Program BSPS memiliki hubungan yang erat dengan RLH, menurut Permenpera RI No. 22/PERMEN/M/2008 tentang Standar Pelayanan Minimal (SPM) Bidang Perumahan Rakyat Daerah Provinsi dan Kab./Kota rumah yang telah memenuhi persyaratan keselamatan bangunan dan kecukupan minimum luas bangunan serta kesehatan penghuninya disebut sebagai RLH. Berikut kriteria rumah layak huni (RLH) yang harus dipenuhi berdasarkan Buku Kerja
Pendampingan BSPS Tahun 2019 Edisi 1.2 oleh Kementerian PUPR sebagai berikut:
1. Keselamatan bangunan yang meliputi:
a. Struktur bawah atau pondasi.
b. Struktur tengah atau kolom dan balok.
c. Struktur atas atau atap.
2. Kecukupan ruang atau luas minimum
Luas minimum adalah 9m2/orang dengan fungsi utama sebagai rumah serbaguna atau ruang tidur dan dilengkapi dengan kamar mandi.
3. Kesehatan yang meliputi:
a. Pencahayaan b. Penghawaan
c. Sanitasi rumah layak huni, minimal memiliki 1 kamar mandi dan jamban serta dilengkapi bangunan bawah septiktank atau sanitasi komunal.

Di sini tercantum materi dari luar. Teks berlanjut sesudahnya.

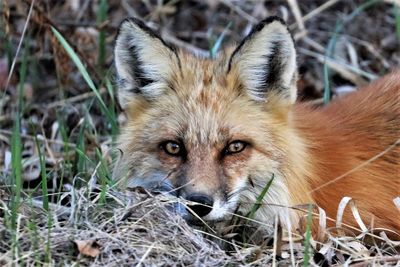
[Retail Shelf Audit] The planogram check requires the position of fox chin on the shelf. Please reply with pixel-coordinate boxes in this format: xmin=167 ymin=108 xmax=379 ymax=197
xmin=113 ymin=17 xmax=400 ymax=239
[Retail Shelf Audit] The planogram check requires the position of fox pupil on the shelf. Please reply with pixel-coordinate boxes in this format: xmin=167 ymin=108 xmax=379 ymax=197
xmin=162 ymin=141 xmax=181 ymax=156
xmin=227 ymin=141 xmax=246 ymax=154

Maka, variabel diatas yang sudah ditetapkan oleh Kementerian PUPR dalam Buku Kerja Pendampingan BSPS Tahun 2019 Edisi 1.2 dijadikan variabel pada penelitian ini untuk menentukan kesesuaian RLH yang sudah dibangun dengan kriteria program BSPS. Calon penerima bantuan harus memenuhi persyaratan untuk dapat mengikuti program BSPS berdasarkan Peraturan Menteri Pekerjaan Umum dan Perumahan Rakyat Republik Indonesia Nomor 07/PRT/M/2018 tentang BSPS yaitu:
a. Warga negara Indonesia yang sudah berkeluarga
b. Memiliki atau menguasai tanah dengan atas hak yang sah
c. Tidak memiliki rumah atau memiliki dan menempati rumah satu-satunya dengan kondisi tidak layak huni
d. Tidak pernah memperoleh BSPS atau bantuan pemerintah untuk program perumahan
e. Memiliki penghasilan paling banyak sebesar upah minimum provinsi setempat f. Mampu berswadaya dan membentuk KPB dengan pernyataan tanggung renteng
Penyelenggaraan program BSPS sebagaimana dimaksud pasal 12 yaitu meliputi tahapan:
a. Pengusulan lokasi BSPS b. Menetapkan lokasi c. Menyiapkan masyarakat
d. Menetapkan calon penerima BSPS
e. Pencairan, penyaluran, dan pemanfaatan BSPS bentuk uang f. Pengadaan dan penyerahan BSPS bentuk barang
g. Pelaporan
Berdasarkan pasal 17 tahap penyiapan masyarakat tentang BSPS yaitu sebagai berikut:
1. Menyiapkan masyarakat dilaksanakan pada lokasi BSPS
2. Tenaga Fasilitator (TFL) melakukan pendampingan untuk memberdayakan masyarakat calon penerima BSPS
3. TFL melaksanakan pendampingan kepada calon penerima BSPS pada tahap:
a. Perencanaan
Tahap perencanaan sebagaimana dimaksud pasal 17 ayat 3 meliputi kegiatan:
1. Sosialisasi/penyuluhan
2. Verifikasi calon penerima BSPS 3. Kesepakatan calon penerima BSPS
4. Identifikasi kebutuhan dan penyusunan proposal b. Pelaksanaan
Bimbingan teknis dalam pemeriksaan kuantitas bahan bangunan, teknik konstruksi bangunan, dan kualitas bangunan pada tahap pelaksanaan sebagaimana yang dimaksud pasal 17 ayat 3.
c. Pengawasan
Merupakan pemantauan pelaksanaan konstruksi yang dilakukan antar sesama anggota KPB.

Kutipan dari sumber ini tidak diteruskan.